US 11,853,329 B2
Metadata classification
Craig E. Hawco, Toronto (CA); and Joseph David Jensen, Riverhead, NY (US)
Assigned to Snowflake Inc., Bozeman, MT (US)
Filed by SNOWFLAKE INC., Bozeman, MT (US)
Filed on Mar. 21, 2023, as Appl. No. 18/124,415.
Application 18/124,415 is a continuation of application No. 17/163,156, filed on Jan. 29, 2021, granted, now 11,630,853.
Prior Publication US 2023/0222142 A1, Jul. 13, 2023
This patent is subject to a terminal disclaimer.
Int. Cl. G06F 16/28 (2019.01); G06F 16/22 (2019.01); G06N 5/01 (2023.01)
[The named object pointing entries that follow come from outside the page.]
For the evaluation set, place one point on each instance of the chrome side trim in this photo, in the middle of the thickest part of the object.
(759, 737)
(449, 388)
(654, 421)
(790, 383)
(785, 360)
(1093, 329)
CPC G06F 16/285 (2019.01) [G06F 16/221 (2019.01); G06N 5/01 (2023.01)] 20 Claims
OG exemplary drawing
 
1. A method comprising:
retrieving data from a data set, wherein the data is organized in a plurality of columns;
for each column in the plurality of columns:
generating one or more candidate semantic categories for the column, wherein each of the one or more candidate semantic categories is included in a plurality of semantic categories;
generating a probability for each of the one or more candidate semantic categories by applying a bloom filter to the data of the column;
creating a feature vector for the column from the one or more candidate semantic categories and the corresponding probabilities;
determining a semantic category of the column based on the feature vector;
determining a privacy category based on a designation of the semantic category; and
anonymizing the data in the column based on the privacy category to produce anonymized data, wherein the anonymizing comprises replacing more specific data in the column with less specific data based on a data hierarchy of the plurality of semantic categories that relates the more specific data to the less specific data, and wherein the less specific data reduces a likelihood that one or more data subjects are identifiable from the anonymized data; and
generating an anonymized view of the data set using the anonymized data.